Merhaba, ben Rüzgar Aydın. Bu ayki bloğum “Yarı kapalı gözlerle buzdolabını açmamla gözlerim de fal taşı gibi açıldı.” adlı öyküyü yazmak.
Yine bir akşam ve her zamanki gibi buzdolabım boş. Bu her akşam olur aslında. Evimde bir hırsız var gibi sanki. Bu sefer o hırsızı bulacağım ama. Ve onu kendi ellerimle polise teslim edeceğim. Aklımda çok şey var. Bir yer cücesi ya da şeytan diyeceğim ama şeytan olmasın diye de içimden yalvarıyorum. Aslında normal bir karınca da olabilir. Karıncaysa eğer onu karınca karakoluna götüreceğim.

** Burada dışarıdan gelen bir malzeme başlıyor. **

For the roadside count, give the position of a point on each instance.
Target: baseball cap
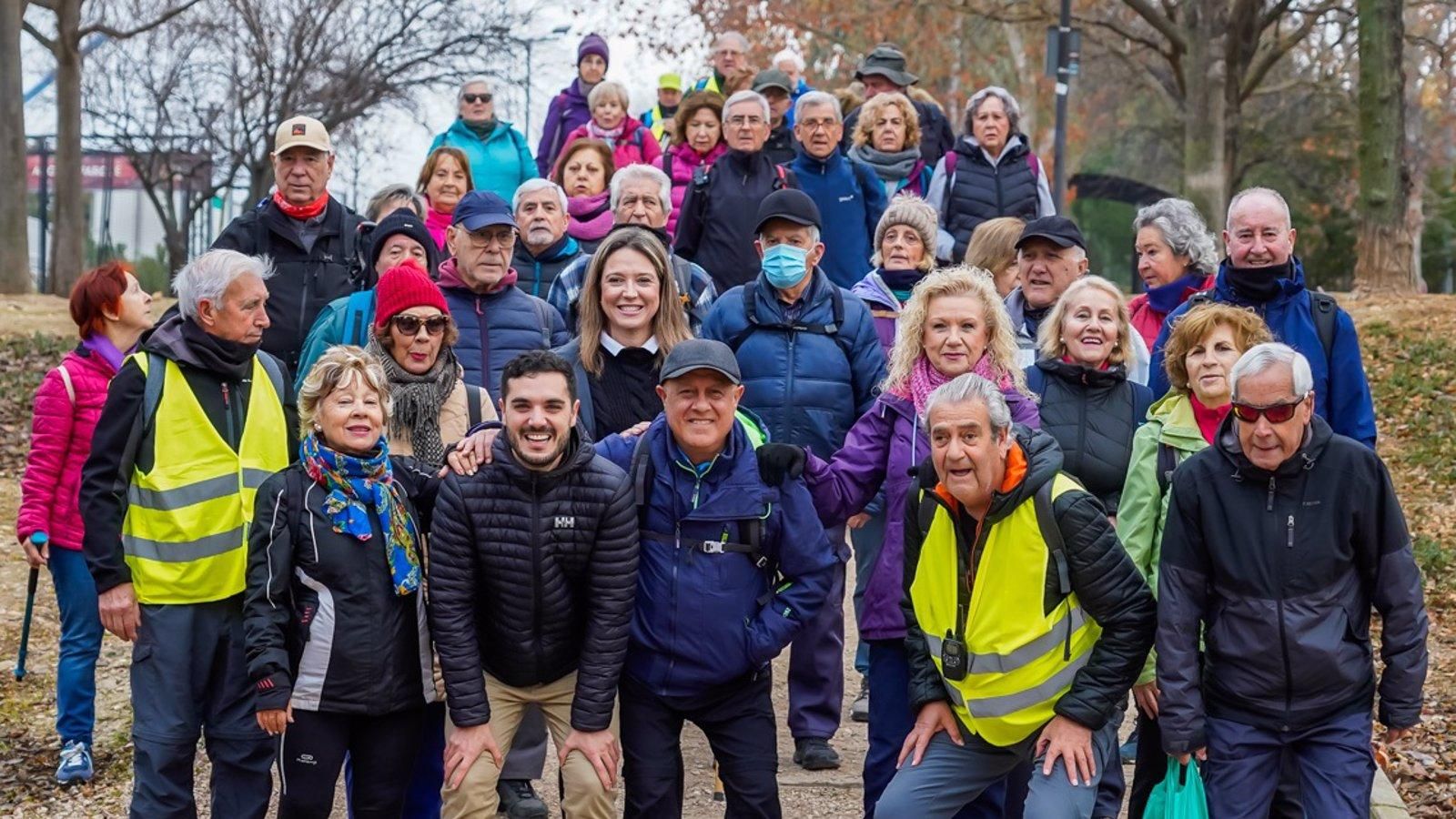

Bu bir şakaydı merak etmeyin karınca karakolu diye bir şey yok. Neyse artık yatmam gerekiyor derken ses gelmeye başladı. Mutfağa gideceğim ama oraya gitmeye korkuyorum. Garip garip sesler geliyor. Bayılacak gibiyim. Bu yoksa yer cücesi mi? Korkarak mutfağa girmeye çalıştım. Girince hemen tezgahın üzerinde bulunan tavayı kapıverdim. Arkamdan bir ses çıktı. Sonra da önümde bir gölge. Arkamı döndüğümde küçücük bir şey gördüm. O bağırdı ben bağırdım. Kafasına tavayı yapıştıracaktım ama çok fazla geriye aldığım için tava enseme çarptı. Yere düştüm ve bayıldım. Baygınken şöyle bir rüya gördüm. O gölgeli yaratıklar beni küçük elleriyle dövüyorlardı ve yanlarında da biri vardı sanki. Sonra yavaş yavaş kendime gelir gibi oldum. Bu arada sanki buzdolabının kapağı yarı açıktı sanki ve gözlerim fal taşı gibi açıldı. Çünkü içinde cüceler vardı ve bana gözlerini dikmiş bakıyorlardı. Aralarında konuşuyorlardı ve bana aç olduklarını söylediler. Bende korka korka onlara yemek verdim. Kendimi tutamayıp soru sordum. “Neden benim evimdesiniz?” diye sordum fakat birde baktım ki ortadan kaybolmuşlar.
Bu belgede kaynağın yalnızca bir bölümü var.